Local Business Owner Indicted For Defrauding Exxon Mobil Of More Than $5 Million
HOUSTON – R. Scott Jordan, 52, of Houston, has surrendered to authorities following the return of an indictment alleging he defrauded Exxon Mobil and caused a loss of more than $5 million, announced United States Attorney Kenneth Magidson.
The indictment was returned under seal March 23, 2015, and unsealed today as he made his initial appearance before U.S. Magistrate Judge Mary Milloy.
As outlined in the indictment, Jordan owned and operated a company called One Source Industrial, which operated in the Houston area providing welding services. Exxon’s Baytown Olefins Plant (BOP) was One Source Industrial’s primary client. The indictment alleges that from 2004 through 2010, Jordan conspired with Garry W. Arnold, 63, of Dayton, who was employed by Exxon Mobil, to deprive Exxon Mobil of both its money and property and its right to Arnold’s honest services. The indictment also alleges four substantive counts of mail fraud.
According to the indictment, Arnold’s job responsibilities included overseeing the maintenance and repair of numerous large furnaces located at the plant, including ordering replacement parts and coordinating the purchase, delivery and installation of these parts. Arnold also allegedly controlled and was part owner of Metal Blinds Unlimited Inc. The indictment alleges that during the relevant time period, Metal Blinds had minimal legitimate business operations, had no employees other than Jordan and operated out of his residence.
Beginning in approximately January 2004 and continuing through October 2010, Jordan and Arnold allegedly carried out a fraudulent invoicing scheme which caused Exxon to pay at least approximately $5.5 million for furnace parts and fabrication services that were never provided, were provided with materials already owned by Exxon or for which they paid an excessive amount. The indictment alleges Jordan and Arnold shared the proceeds of the scheme by having Exxon send the payment checks to One Source Industrial, after which Jordan caused that company to make payments to a sham corporation owned by Arnold. According to the indictment, Jordan also made payments to Arnold for legitimate work done by One Source Industrial for Exxon and other clients, again by making regular payments by check to Metal Blinds.

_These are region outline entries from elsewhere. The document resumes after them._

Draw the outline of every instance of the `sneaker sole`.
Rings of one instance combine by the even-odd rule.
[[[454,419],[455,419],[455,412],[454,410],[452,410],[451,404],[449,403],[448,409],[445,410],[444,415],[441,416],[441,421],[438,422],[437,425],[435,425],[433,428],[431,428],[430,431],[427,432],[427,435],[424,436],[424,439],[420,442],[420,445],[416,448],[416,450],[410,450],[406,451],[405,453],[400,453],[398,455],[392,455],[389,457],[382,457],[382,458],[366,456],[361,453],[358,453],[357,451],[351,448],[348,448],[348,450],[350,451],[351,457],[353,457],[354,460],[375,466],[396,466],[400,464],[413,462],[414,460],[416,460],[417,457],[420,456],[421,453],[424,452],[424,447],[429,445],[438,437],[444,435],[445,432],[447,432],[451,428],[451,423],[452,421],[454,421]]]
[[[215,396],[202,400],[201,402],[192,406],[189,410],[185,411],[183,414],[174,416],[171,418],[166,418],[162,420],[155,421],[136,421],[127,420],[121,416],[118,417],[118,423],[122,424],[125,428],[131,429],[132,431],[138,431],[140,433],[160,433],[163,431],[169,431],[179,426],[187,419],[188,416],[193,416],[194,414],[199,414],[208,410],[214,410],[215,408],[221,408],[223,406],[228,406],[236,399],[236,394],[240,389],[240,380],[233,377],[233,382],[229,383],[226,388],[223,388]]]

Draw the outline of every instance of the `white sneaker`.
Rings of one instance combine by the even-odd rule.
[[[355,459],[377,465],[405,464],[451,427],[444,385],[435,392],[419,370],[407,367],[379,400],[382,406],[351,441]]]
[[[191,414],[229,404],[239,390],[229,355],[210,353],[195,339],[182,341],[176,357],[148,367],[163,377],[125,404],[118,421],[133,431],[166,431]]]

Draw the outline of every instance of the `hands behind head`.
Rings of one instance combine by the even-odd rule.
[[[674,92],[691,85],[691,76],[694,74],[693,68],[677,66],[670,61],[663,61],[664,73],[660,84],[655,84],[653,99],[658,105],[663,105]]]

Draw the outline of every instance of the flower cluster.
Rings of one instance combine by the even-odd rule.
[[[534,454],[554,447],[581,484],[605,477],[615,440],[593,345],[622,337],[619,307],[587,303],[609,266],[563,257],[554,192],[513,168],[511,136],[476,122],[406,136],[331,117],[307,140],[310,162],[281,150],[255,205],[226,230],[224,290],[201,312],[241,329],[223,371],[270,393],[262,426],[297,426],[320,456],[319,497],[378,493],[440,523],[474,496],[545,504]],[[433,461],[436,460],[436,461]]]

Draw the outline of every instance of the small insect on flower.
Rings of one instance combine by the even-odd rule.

In total, Jordan and Arnold allegedly caused Exxon to create approximately 78 purchase orders and pay at least $5.5 million to One Source Industrial for work purportedly done by Metal Blinds. The indictment alleges Arnold received at least $3.2 million in association with these invoices through his sham corporation. Jordan also allegedly paid more than $300,000 to Arnold as part of the concealed profit-sharing agreement.
A conviction for conspiracy to commit mail fraud or substantive mail fraud carries as possible punishment a maximum penalty of 20 years in federal prison and a $250,000 maximum fine or twice the pecuniary gain or loss.
Arnold has already pleaded to his role in the scheme was sentenced to 63 months in federal prison to be followed by three years of supervised release.
The case is being investigated by the U.S. Postal Inspection Service and prosecuted by Assistant U.S. Attorney John Pearson.
An indictment is a formal accusation of criminal conduct, not evidence.
A defendant is presumed innocent unless convicted through due process of law.